I've decided to write some stories as a coping exercise to help let go, I'm going to start a series of posts based on personal experiences that have ruminated with me.
***There will be triggering events like SH. Please read with your own discretion.
I was adjusting to a new school. I didn't really have any friends there until I met her. Anne. She was a lot different than my other friends. Anne liked the drama. The gossip. The crunch from conflict in relationships and friendships. Every situation with her was like it was picked out from a typical high school novel.
With all of that came a lot of baggage. And as a sheltered, naïve, church-going person, I thought that being there for her and being her friend was what she needed. I failed to recognize that it ultimately hurt us both.
I met her in a club meeting. We were both passionate for it, and instead of working together to succeed, there was a one-sided competition. Anne was family friends with the club leader, so every idea I shared with Anne went them with recognition of it going to the wrong person. It made me sad and disappointed to see my ideas get fulfilled by another person, but at the time, it was hard for me to confront Anne about it. I considered Anne a friend, and I didn't think she meant to hurt my feelings, but impact matters more than intention.
I wanted to give her a chance. I wanted to see the best in her. So I continued to share. I continued to hang out with her when my parents said not to. I continued to trust her, to be vulnerable with her. But with this glimpse of her and that starting the foundation of our friendship, I now recognize how I kept missing the red flags.
In the club, there were a lot of time restraints and pressure, which lead to stress that lead to crying, a lot of crying. I was ranting to Anne once about the projects that we needed to complete, and I was in a lot of pain. What did it though was her response. I don't think I was even looking for much. Just some validation or bonding over similar troubles. I don't even remember what I was upset about, but the moment and her words, I remember them so clearly.
We were sitting in the computer lab, taking a break on our project. The bright lights and mumbling of people talking and the warmth of my jacket surrounded me. And as I avoided eye contact with my teary eyes, I heard, "You're so cute when you cry."
It took me a long time to figure out why I was so hurt by those words.

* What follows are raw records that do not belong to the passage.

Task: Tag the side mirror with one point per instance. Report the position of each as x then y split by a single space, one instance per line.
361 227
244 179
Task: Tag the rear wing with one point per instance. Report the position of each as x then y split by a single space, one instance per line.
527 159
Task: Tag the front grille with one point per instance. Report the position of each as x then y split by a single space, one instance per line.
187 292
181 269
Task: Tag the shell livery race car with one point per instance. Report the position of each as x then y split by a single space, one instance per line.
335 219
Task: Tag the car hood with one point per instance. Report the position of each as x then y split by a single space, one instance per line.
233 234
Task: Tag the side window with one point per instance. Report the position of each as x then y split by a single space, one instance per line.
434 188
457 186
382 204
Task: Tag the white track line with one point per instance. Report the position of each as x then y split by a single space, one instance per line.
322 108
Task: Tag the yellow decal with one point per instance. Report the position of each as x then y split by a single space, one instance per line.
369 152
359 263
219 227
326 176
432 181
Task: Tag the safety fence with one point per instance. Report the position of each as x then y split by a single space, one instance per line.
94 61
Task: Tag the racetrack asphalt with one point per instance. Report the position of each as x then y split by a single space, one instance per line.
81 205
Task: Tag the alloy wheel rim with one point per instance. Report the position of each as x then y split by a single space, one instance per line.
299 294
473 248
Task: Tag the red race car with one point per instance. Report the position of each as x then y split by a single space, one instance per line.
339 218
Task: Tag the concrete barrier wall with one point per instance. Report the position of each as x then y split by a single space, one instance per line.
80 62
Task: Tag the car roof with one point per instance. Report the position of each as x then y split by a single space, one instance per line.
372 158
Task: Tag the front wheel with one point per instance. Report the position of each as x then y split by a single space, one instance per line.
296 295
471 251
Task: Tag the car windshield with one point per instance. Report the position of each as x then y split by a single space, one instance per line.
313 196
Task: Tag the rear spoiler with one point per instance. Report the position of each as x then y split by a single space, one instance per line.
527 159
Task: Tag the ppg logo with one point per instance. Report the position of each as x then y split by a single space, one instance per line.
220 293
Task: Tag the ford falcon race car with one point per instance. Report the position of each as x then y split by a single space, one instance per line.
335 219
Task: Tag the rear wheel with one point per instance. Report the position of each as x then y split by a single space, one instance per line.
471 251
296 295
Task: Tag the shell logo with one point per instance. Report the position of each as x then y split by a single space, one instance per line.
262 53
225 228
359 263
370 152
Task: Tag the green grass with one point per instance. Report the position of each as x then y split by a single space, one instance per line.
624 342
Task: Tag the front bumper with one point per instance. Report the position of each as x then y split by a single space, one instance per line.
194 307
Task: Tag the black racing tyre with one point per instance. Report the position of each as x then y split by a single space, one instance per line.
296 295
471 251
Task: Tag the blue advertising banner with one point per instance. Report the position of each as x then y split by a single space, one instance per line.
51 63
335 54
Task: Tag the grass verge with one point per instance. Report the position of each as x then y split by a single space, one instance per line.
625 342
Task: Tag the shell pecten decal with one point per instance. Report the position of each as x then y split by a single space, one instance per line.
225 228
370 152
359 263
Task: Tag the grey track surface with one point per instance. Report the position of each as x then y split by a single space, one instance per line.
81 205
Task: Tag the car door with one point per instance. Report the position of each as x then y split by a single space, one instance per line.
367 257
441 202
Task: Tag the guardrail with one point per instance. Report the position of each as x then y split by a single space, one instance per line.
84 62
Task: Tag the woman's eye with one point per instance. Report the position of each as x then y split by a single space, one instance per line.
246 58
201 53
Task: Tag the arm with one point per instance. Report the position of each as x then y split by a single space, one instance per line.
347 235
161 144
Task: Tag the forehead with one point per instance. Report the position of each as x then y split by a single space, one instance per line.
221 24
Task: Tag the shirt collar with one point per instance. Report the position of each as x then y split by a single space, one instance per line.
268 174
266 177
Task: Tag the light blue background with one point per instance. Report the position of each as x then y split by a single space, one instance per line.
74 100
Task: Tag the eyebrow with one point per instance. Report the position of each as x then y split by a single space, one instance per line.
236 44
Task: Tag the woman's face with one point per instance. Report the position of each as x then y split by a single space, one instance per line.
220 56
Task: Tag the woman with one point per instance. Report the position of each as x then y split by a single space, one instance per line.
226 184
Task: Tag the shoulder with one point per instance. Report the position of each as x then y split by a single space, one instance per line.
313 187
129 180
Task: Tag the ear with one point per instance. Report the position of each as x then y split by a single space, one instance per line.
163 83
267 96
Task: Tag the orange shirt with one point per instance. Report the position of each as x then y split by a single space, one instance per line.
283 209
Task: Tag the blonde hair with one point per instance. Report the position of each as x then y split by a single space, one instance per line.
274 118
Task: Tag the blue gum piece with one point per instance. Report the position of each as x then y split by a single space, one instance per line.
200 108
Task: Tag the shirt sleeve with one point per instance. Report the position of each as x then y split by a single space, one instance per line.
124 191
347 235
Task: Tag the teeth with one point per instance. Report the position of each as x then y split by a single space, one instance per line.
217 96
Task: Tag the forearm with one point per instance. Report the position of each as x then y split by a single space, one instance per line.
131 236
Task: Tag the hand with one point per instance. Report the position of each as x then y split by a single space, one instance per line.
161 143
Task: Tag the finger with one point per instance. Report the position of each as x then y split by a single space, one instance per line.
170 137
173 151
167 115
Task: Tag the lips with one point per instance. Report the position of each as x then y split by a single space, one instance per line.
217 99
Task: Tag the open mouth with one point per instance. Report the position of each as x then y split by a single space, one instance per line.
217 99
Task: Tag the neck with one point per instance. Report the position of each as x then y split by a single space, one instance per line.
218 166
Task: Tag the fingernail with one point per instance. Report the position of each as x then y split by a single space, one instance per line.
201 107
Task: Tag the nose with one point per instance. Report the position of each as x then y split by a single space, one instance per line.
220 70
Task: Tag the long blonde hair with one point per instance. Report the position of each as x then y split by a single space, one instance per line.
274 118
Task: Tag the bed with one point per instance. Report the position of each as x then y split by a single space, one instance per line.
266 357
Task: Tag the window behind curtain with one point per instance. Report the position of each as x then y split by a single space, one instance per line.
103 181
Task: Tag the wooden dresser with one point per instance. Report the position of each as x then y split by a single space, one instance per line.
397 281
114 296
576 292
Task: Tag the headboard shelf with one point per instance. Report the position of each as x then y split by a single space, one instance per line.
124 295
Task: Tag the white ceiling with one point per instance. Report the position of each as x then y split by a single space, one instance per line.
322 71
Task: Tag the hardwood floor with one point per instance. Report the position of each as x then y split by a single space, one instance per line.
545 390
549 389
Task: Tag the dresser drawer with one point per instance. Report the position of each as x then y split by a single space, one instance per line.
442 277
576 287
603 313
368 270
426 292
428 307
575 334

It should be a compliment. It's a good thing. I should feel glad that I'm not a mess when I cry I guess. She's being nice to me, and I'm being too sensitive. It was annoying of me to be upset over something small anyways. All of these thoughts and more went through my head for years.
But my feelings weren't taken seriously in that moment. It made me question whether I was overreacting.
The drive home was distressful to say the least. I didn't know how to talk to anyone about this. It felt crazy of me to be so upset over this, and I thought my friends and family would think the same. I felt so alone in this experience, and I realize now that there were so many times where Anne made me feel that way: alone.
Years passed, drama ensued, the "friendship" continued, the "competition" was fiercer than ever now that we were upperclassmen. We were both experienced in our fields, but in the end, she wasn't the club leader. I was. And I can understand the frustration from the amount of effort she put into it to not get what she expected, but those feelings shouldn't have been directed towards me. She still had a leadership position, but she wasn't club leader, and that's all she took from it. In her rage, there were many times where she threaten me if I got in her way, whatever her "way" was. And at first, these threats were verbal, and they seldom happened because she stopped showing to club meeting. But as she grew further apart with me and probably allowed the jealously to ruminate, she did something unimaginable. For the years I've known her, she took pride in her mental instability. And that, too, was used.
We were in the cafeteria. The big windows that were stories tall let in bright spring light. The light felt like it was mocking me for what was about to happen. I had just gotten out of my calc class and was confused on her being there since we were in different lunch periods. I didn't question it though. My other friend had gone to the bathroom, and I was alone. The club project was nearing its deadline, and Anne came up to me quickly with a disconcerting grin, rolled up her arm, and let out a short hysterical giggle. As I looked down, I saw a glimpses of dark red on her already pink forearm.
I didn't know what to do. I didn't know what to say. What do you even do when someone shows them like it's a trophy? I felt my stomach drop. I felt the tears welling up. I felt... I felt... I felt...
I ran. I didn't know how to process it. I still don't know how to process it. I can't remember anything but how I felt. The adrenaline. The confusion. The hurt. I ran over to my friend who finally got out of the bathroom. And if she didn't ask me what was wrong, I would have internalized it. The thoughts, though, haunt me.
What should I have done? Was it my fault? Should I step down? Was that what she wanted? What did she want me to do? Is she still doing it?
I think about it often. The what-if's. But it was out of my control. It still hurts to say this, but it wasn't my responsibility. I couldn't have done anything different that would've changed the course of her decision. I want to understand what was going on in her head, but too much time had passed, and it feels selfish to bring it up. I don't think I'll ever get the closure I'm looking for, but letting it go and reframing it here will at least allow me to acknowledge what happened.
If you or someone you know is in danger, please reach out or dial the national suicide hotline (800-273-8255).